Nous devons ce mot et ce qu’il désigne au sociologue allemand Norbert Elias, auteur notamment de La Civilisation des mœurs. Inhérente au processus de civilisation lui-même, la décivilisation se nourrit des frustrations que ce processus engendre, jusqu’à provoquer une explosion et un ensauvagement, un retour à la barbarie que ce processus même prétendait contrôler. Freud avait déjà pointé cela dans son ouvrage Malaise dans la civilisation.
On pourrait se contenter de décrire ce phénomène de décomposition à la simple échelle des populations, mais il me semble intéressant de le voir à l’œuvre chez les gouvernants eux-mêmes. On ne sait trop alors si ces derniers subissent l’influence de l’air du temps, ou bien si au contraire ils le modèlent et l’alimentent par leur comportement. Sans doute les deux à la fois.
C’est visible par exemple en ce qui concerne les USA. Leur référence nationale est à chercher dans leur épopée du Far West. On sait comment fonctionne le Western traditionnel : maints films montrent comment la Loi et l’Ordre finissent par remplacer le désordre et l’anarchie, la loi de la Jungle qui caractérisait le monde des Débuts. La société états-unienne s’était fondée sur ces bases, éminemment civilisatrices.

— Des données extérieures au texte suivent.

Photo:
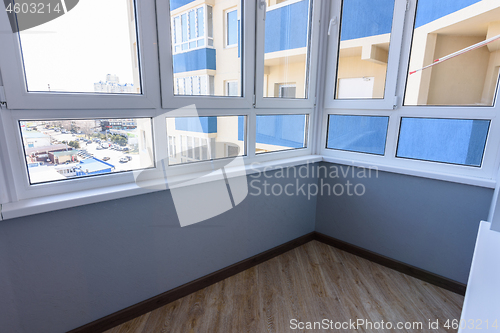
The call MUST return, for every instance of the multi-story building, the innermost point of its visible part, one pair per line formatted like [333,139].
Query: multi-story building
[112,85]
[206,48]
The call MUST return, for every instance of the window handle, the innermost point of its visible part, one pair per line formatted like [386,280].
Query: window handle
[333,21]
[263,3]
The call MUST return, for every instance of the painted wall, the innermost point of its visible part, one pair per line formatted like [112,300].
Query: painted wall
[63,269]
[426,223]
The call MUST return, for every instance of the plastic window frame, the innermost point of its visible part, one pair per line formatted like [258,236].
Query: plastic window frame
[491,156]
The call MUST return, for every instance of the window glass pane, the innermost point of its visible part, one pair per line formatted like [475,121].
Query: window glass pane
[210,25]
[232,88]
[192,24]
[203,54]
[280,132]
[177,30]
[184,27]
[365,36]
[364,134]
[74,54]
[456,141]
[454,56]
[201,22]
[232,28]
[67,149]
[206,138]
[287,48]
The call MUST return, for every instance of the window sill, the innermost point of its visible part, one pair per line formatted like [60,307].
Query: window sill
[454,178]
[80,198]
[68,200]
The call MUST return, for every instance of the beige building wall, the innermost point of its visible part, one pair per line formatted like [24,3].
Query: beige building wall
[355,67]
[285,67]
[458,81]
[468,79]
[227,62]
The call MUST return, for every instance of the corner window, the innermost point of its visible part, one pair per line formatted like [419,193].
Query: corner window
[365,37]
[83,51]
[363,134]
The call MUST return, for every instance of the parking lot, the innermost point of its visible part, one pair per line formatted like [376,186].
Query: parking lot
[114,156]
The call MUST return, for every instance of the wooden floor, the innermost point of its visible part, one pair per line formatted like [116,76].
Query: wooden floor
[310,283]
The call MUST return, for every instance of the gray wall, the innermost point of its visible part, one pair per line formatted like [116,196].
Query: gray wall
[63,269]
[426,223]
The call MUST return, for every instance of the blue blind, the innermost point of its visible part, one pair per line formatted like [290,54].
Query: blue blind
[456,141]
[364,134]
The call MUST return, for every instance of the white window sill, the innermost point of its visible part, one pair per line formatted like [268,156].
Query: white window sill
[80,198]
[68,200]
[475,181]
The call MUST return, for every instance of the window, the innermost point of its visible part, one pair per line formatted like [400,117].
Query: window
[454,56]
[188,30]
[66,149]
[434,57]
[287,90]
[232,28]
[206,138]
[456,141]
[365,36]
[280,132]
[287,48]
[363,53]
[287,53]
[200,58]
[72,41]
[365,134]
[232,88]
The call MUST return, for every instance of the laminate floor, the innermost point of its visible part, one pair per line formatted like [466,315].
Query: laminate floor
[312,283]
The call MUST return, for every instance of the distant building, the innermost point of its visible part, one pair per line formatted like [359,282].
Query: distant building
[112,85]
[32,139]
[41,154]
[92,166]
[60,157]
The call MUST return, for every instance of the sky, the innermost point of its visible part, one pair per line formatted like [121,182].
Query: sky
[78,49]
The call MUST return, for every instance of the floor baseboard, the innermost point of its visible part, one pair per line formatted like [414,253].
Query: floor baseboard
[156,302]
[437,280]
[122,316]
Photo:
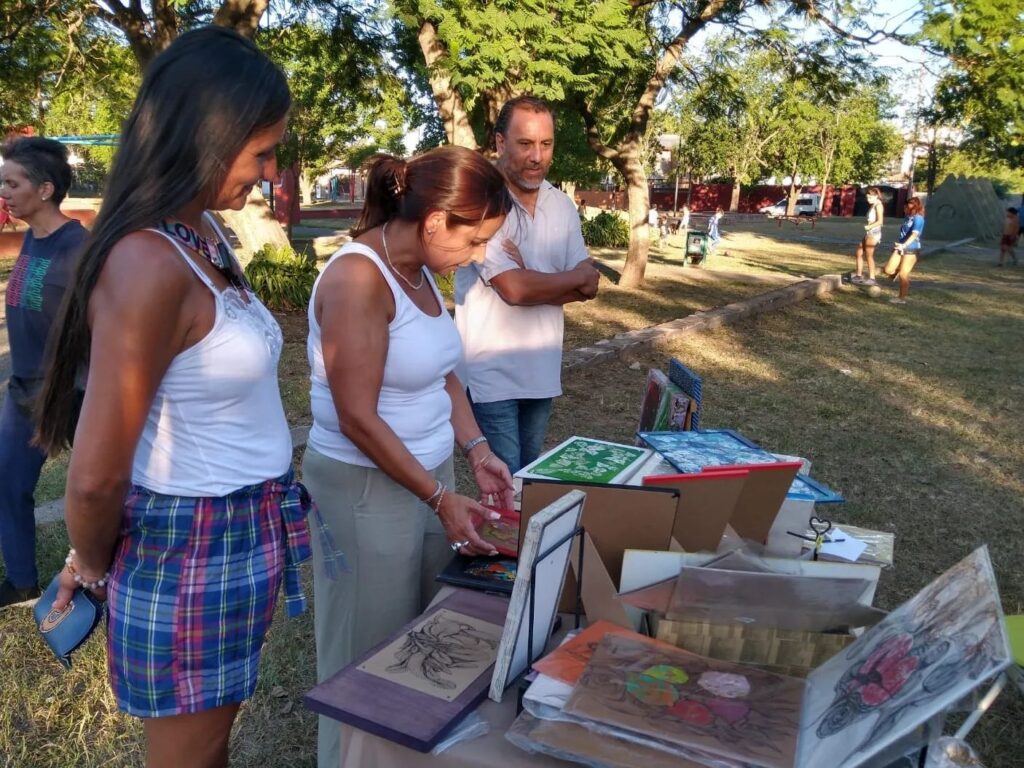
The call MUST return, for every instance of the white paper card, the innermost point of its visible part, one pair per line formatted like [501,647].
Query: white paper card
[850,549]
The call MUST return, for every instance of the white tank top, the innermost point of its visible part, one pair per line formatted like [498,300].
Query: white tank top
[217,423]
[422,350]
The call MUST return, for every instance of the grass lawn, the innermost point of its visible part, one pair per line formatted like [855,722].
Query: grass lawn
[912,413]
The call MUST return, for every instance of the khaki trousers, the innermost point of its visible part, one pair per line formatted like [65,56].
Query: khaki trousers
[394,545]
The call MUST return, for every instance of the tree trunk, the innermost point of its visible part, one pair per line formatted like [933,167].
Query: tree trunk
[629,164]
[255,226]
[450,107]
[791,203]
[306,187]
[734,197]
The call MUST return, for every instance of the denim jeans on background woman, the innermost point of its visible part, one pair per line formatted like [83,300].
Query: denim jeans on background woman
[515,429]
[20,463]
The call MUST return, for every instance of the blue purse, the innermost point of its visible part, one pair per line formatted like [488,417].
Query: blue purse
[66,630]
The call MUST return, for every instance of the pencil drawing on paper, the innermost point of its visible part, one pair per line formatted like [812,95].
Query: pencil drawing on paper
[720,709]
[441,655]
[922,658]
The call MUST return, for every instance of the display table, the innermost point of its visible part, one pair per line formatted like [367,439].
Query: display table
[359,749]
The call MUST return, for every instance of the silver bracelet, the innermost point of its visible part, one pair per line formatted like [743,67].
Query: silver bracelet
[473,443]
[437,492]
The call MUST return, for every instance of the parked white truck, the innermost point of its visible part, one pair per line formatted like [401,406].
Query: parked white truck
[808,204]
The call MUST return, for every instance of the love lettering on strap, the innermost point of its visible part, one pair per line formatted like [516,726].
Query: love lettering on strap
[212,250]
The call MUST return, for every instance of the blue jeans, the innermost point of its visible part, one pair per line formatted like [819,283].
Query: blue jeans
[22,464]
[514,429]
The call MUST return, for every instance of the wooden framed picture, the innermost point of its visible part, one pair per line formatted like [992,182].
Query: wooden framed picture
[417,685]
[544,557]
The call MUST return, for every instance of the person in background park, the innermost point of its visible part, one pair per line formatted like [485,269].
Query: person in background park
[1011,232]
[34,179]
[872,235]
[713,233]
[509,308]
[684,220]
[905,250]
[180,504]
[387,404]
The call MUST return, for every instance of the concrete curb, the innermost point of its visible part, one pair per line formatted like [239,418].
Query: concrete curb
[706,321]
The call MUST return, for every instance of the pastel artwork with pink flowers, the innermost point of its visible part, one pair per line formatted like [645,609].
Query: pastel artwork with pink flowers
[710,710]
[920,660]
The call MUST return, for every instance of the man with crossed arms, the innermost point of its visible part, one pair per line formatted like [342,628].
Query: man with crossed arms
[509,308]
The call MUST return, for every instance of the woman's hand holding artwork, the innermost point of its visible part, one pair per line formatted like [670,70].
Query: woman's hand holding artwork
[495,481]
[457,515]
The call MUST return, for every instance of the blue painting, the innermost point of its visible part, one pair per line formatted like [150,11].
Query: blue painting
[690,383]
[691,452]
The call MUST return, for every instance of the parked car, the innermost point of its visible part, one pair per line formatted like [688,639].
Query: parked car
[807,205]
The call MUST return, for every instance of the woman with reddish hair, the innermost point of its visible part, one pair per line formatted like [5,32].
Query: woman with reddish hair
[387,406]
[906,248]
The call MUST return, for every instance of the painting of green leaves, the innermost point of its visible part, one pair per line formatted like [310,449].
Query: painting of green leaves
[583,460]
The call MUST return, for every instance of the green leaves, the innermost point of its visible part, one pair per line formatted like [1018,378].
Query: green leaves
[605,230]
[283,279]
[983,90]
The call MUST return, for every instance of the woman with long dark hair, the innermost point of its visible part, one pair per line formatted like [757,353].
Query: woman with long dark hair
[34,180]
[906,248]
[387,406]
[872,236]
[180,504]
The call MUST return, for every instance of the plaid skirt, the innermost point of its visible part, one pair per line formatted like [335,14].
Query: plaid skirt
[193,591]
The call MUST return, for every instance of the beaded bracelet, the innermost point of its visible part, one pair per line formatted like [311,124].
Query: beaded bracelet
[482,461]
[473,443]
[91,586]
[440,498]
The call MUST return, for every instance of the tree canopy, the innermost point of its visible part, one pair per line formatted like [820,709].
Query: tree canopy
[983,89]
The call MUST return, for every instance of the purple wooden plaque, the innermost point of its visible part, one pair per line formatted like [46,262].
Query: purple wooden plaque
[395,712]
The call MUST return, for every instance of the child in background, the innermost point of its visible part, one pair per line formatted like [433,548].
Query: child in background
[1011,231]
[713,233]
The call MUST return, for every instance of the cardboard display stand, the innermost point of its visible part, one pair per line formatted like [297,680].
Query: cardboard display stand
[707,503]
[762,498]
[615,518]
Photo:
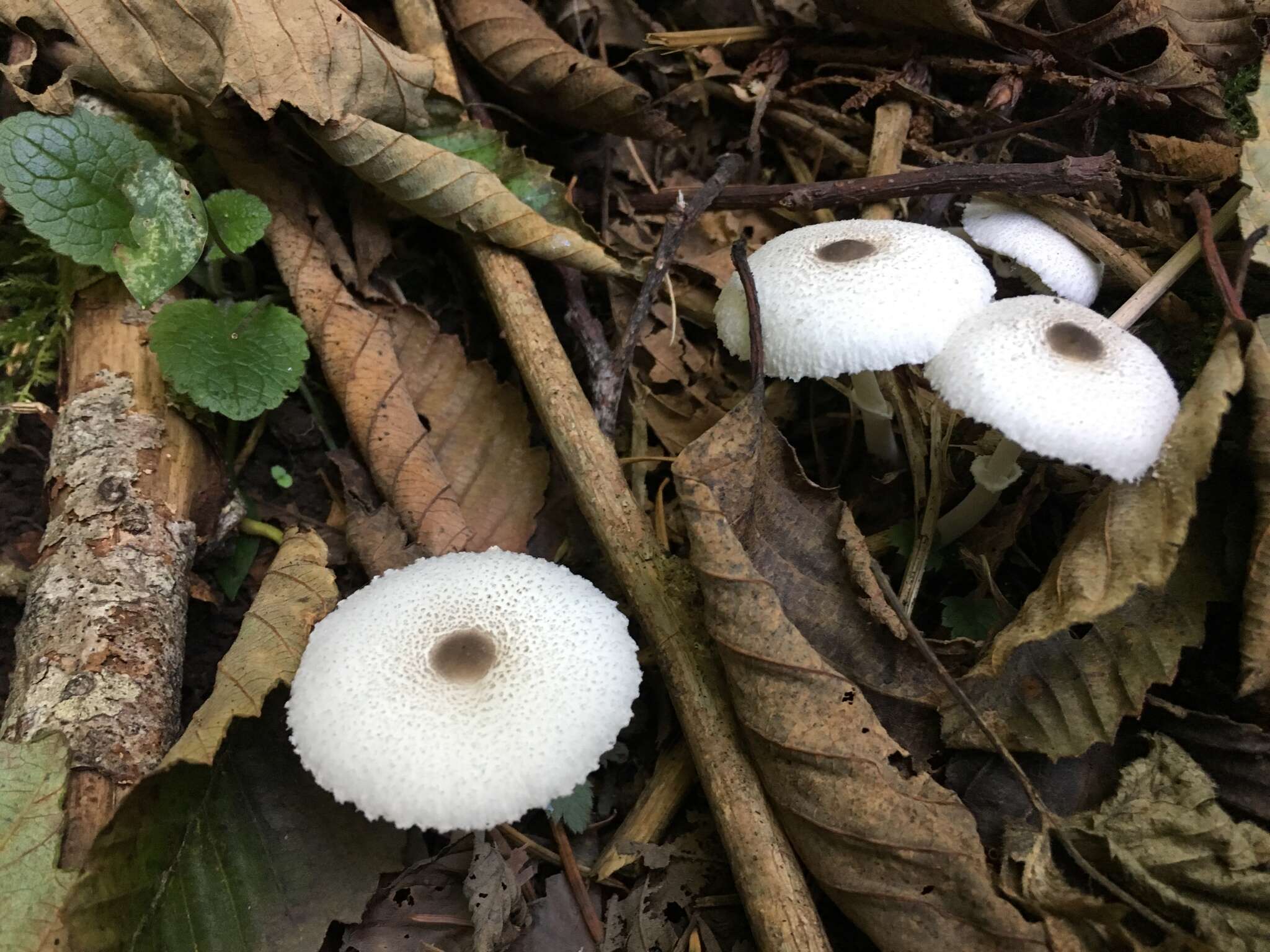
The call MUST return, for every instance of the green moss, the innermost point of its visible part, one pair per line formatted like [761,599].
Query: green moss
[37,288]
[1236,92]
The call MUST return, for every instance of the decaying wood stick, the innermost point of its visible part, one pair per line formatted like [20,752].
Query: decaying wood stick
[662,592]
[103,635]
[1067,175]
[890,133]
[658,803]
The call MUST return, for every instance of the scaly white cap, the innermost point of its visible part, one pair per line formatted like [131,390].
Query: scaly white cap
[463,691]
[1060,380]
[1046,254]
[851,296]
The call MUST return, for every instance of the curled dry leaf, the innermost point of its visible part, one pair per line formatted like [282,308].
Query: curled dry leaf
[479,430]
[548,76]
[1124,569]
[1255,209]
[355,346]
[1220,32]
[1130,536]
[296,592]
[454,192]
[315,55]
[894,850]
[1201,162]
[1235,754]
[1255,626]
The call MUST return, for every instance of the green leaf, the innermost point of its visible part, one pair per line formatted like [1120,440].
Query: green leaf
[528,180]
[169,227]
[238,361]
[239,219]
[248,853]
[102,196]
[231,573]
[902,536]
[32,888]
[969,617]
[573,809]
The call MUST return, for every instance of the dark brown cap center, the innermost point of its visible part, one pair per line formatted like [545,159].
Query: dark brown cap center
[1073,342]
[464,656]
[845,250]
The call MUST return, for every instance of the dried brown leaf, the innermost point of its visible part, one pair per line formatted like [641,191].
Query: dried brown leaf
[1255,626]
[893,848]
[1130,536]
[454,192]
[1255,209]
[1165,839]
[1201,162]
[1220,32]
[296,593]
[493,890]
[316,55]
[355,346]
[950,15]
[479,430]
[548,76]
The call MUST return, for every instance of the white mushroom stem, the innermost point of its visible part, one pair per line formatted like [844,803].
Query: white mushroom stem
[992,475]
[876,413]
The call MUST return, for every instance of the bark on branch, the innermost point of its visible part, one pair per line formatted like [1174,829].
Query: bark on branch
[103,635]
[1068,175]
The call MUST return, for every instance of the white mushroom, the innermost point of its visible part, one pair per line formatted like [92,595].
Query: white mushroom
[1055,379]
[1043,257]
[463,691]
[856,298]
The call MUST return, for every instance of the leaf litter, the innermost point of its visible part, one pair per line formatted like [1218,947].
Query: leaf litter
[859,744]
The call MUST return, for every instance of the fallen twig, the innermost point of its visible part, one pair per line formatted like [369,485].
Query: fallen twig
[1208,244]
[1066,175]
[683,216]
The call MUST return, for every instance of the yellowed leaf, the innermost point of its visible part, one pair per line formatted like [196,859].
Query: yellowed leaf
[1255,209]
[895,851]
[478,428]
[1255,626]
[296,592]
[353,343]
[316,55]
[1132,534]
[548,76]
[455,193]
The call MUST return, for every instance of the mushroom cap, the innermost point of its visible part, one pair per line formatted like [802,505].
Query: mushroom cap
[1060,263]
[824,318]
[378,724]
[1062,381]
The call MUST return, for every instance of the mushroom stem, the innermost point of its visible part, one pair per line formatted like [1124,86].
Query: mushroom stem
[991,477]
[876,413]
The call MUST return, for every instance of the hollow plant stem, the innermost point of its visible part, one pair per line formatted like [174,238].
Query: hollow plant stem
[990,479]
[876,413]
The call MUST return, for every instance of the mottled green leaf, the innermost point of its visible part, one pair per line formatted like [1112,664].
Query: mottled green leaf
[239,219]
[574,808]
[525,178]
[32,888]
[238,361]
[248,853]
[168,227]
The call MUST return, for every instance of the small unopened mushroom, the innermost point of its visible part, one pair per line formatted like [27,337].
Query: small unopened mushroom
[463,691]
[1059,380]
[1046,259]
[855,298]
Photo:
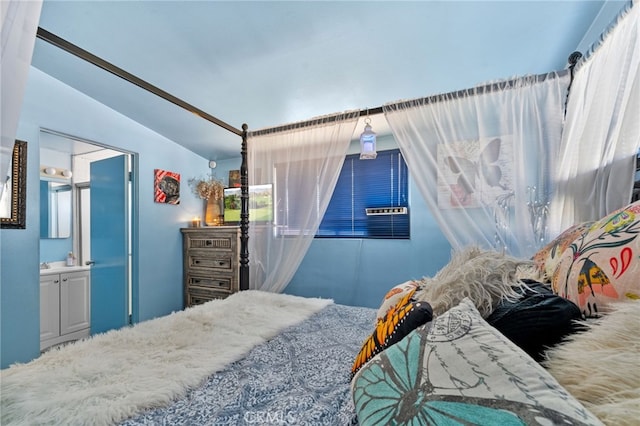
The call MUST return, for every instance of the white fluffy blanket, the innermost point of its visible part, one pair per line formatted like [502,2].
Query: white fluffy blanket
[114,375]
[484,276]
[601,366]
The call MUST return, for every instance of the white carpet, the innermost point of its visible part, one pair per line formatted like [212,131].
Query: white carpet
[113,376]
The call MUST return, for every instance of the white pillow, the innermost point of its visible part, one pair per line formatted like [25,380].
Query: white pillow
[459,369]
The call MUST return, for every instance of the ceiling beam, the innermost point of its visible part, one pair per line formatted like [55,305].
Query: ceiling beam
[119,72]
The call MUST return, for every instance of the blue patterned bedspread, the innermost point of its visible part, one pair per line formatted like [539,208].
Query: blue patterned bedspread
[300,377]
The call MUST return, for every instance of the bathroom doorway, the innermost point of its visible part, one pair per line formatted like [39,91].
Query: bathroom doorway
[82,154]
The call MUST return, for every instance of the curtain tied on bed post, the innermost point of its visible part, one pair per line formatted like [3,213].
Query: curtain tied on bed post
[244,213]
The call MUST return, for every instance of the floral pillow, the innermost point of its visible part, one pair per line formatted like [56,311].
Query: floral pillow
[459,370]
[548,257]
[602,265]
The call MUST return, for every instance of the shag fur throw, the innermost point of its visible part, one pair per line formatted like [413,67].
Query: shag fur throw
[115,375]
[484,276]
[601,366]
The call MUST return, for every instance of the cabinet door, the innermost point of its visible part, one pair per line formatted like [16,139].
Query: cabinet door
[75,297]
[49,306]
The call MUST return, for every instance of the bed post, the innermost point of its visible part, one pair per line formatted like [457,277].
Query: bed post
[244,214]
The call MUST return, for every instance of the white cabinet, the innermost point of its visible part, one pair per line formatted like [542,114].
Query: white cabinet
[65,307]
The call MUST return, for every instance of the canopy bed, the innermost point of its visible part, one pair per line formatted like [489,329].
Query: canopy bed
[491,338]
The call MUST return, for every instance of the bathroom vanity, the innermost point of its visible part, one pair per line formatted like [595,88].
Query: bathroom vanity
[65,304]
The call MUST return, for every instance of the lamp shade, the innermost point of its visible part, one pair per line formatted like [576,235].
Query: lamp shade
[368,143]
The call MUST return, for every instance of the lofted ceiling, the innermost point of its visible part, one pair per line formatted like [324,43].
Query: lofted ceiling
[267,63]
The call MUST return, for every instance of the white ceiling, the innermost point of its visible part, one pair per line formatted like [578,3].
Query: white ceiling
[268,63]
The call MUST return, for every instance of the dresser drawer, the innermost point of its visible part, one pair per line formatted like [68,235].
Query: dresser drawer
[198,296]
[218,282]
[211,263]
[218,261]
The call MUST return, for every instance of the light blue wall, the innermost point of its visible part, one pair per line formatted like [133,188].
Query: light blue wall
[52,105]
[360,272]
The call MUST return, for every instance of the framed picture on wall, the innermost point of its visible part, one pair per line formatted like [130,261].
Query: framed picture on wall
[166,187]
[234,178]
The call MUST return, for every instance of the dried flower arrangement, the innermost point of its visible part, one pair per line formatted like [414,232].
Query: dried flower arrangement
[207,187]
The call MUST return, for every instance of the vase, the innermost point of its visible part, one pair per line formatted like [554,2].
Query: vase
[213,212]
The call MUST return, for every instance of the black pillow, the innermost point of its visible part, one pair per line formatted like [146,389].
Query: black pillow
[537,321]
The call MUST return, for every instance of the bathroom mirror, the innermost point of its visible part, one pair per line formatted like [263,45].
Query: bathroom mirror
[55,209]
[13,200]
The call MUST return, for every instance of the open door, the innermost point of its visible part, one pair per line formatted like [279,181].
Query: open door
[109,243]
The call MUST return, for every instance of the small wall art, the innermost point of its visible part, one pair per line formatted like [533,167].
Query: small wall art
[166,187]
[234,178]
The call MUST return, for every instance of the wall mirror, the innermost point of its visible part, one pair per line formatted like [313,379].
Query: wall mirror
[55,209]
[13,203]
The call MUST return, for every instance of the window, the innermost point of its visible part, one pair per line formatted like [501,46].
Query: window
[371,199]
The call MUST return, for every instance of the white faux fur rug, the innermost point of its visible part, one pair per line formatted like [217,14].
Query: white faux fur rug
[601,366]
[113,376]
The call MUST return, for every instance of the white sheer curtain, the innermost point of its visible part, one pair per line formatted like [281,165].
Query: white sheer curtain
[19,25]
[482,159]
[303,164]
[602,131]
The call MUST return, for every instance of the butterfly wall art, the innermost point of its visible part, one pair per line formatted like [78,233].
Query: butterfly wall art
[474,173]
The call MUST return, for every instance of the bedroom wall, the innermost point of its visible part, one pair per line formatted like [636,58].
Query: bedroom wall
[53,105]
[359,272]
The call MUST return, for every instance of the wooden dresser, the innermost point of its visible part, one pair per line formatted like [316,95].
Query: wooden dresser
[211,263]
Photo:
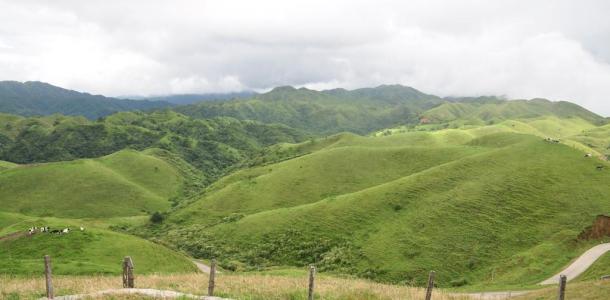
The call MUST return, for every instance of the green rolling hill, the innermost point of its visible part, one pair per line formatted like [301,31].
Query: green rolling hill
[467,187]
[481,206]
[479,112]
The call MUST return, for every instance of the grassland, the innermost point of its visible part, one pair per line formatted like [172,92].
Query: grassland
[119,190]
[588,290]
[484,207]
[235,286]
[125,183]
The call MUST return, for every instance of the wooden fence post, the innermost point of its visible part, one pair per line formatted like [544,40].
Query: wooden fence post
[211,283]
[430,285]
[312,275]
[47,274]
[562,287]
[128,278]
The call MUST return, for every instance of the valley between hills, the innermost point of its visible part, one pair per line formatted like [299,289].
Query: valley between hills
[376,187]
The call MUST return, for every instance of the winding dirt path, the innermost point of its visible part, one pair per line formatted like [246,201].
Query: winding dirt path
[202,267]
[581,264]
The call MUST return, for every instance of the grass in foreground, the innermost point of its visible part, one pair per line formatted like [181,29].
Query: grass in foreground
[235,286]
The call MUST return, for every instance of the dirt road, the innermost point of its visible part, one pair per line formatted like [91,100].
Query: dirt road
[581,264]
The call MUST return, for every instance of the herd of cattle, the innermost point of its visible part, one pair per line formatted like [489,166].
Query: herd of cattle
[47,229]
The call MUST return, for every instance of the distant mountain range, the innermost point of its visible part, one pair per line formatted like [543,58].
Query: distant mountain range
[38,98]
[325,112]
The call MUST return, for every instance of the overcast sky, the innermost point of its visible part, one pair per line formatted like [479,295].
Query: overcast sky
[521,49]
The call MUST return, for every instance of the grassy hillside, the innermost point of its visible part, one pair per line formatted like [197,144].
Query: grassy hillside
[93,251]
[38,98]
[122,184]
[574,132]
[5,165]
[479,206]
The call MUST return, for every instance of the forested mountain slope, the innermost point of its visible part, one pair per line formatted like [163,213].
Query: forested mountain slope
[475,205]
[332,111]
[211,145]
[34,98]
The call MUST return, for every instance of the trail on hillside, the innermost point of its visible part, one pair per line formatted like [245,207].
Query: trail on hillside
[156,294]
[581,264]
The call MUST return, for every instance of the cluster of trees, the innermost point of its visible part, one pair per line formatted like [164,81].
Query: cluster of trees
[211,145]
[326,112]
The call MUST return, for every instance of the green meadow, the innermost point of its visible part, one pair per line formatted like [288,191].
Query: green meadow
[490,194]
[481,206]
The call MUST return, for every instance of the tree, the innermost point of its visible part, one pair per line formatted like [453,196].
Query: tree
[156,217]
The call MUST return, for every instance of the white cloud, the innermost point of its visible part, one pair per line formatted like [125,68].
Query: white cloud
[523,49]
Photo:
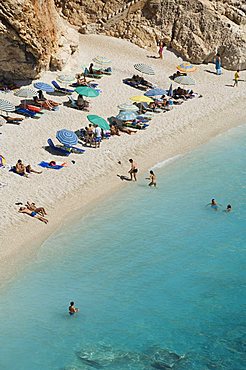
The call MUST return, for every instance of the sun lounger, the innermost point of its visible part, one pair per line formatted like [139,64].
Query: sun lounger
[61,89]
[74,149]
[47,165]
[57,149]
[92,75]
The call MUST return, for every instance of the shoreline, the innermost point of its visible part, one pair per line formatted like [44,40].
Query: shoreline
[75,190]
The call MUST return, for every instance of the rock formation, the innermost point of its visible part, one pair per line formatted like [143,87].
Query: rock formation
[194,29]
[31,35]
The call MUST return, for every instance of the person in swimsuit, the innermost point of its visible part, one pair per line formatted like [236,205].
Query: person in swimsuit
[228,208]
[133,170]
[72,310]
[32,214]
[152,178]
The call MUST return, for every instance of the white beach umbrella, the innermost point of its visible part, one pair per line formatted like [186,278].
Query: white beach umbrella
[144,68]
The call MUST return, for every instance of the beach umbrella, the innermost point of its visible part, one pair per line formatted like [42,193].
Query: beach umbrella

Eh bien, j’ai employé le passé, car c’est ce qui est en train de s’effondrer sous nos yeux avec l’actuel président. Il n’a cure d’aucune considération morale, il ne prend en compte que ses intérêts. Les engagements éthiques que son pays avait pris avant lui sont nuls et non avenus à ses yeux. Il ne voit aucun empêchement à s’entendre directement avec l’agresseur d’un pays souverain, et à l’exonérer ainsi de la réprobation des pays civilisés. Il confond toujours art de la négociation et chantage. Aucune pudeur élémentaire ne le retient, quand il rêve de construire, à Gaza, des hôtels de luxe sur les cadavres, et à déporter les survivants. On est bien loin de l’héritage d’Antigone par exemple, pour qui étaient sacrés les honneurs dus aux disparus. Engagé dans cette voie, je gage que le président ne verrait pas d’objection, s’il y trouvait un quelconque intérêt, à construire des résidences de luxe à Auschwitz.
C’est évidemment ainsi revenir au chaos initial, à cet état de guerre permanente qui précède le processus civilisateur. Et qui maintenant, on le voit, lui succède. Et le pire avec un candidat, paraît-il, au prix Nobel de la paix !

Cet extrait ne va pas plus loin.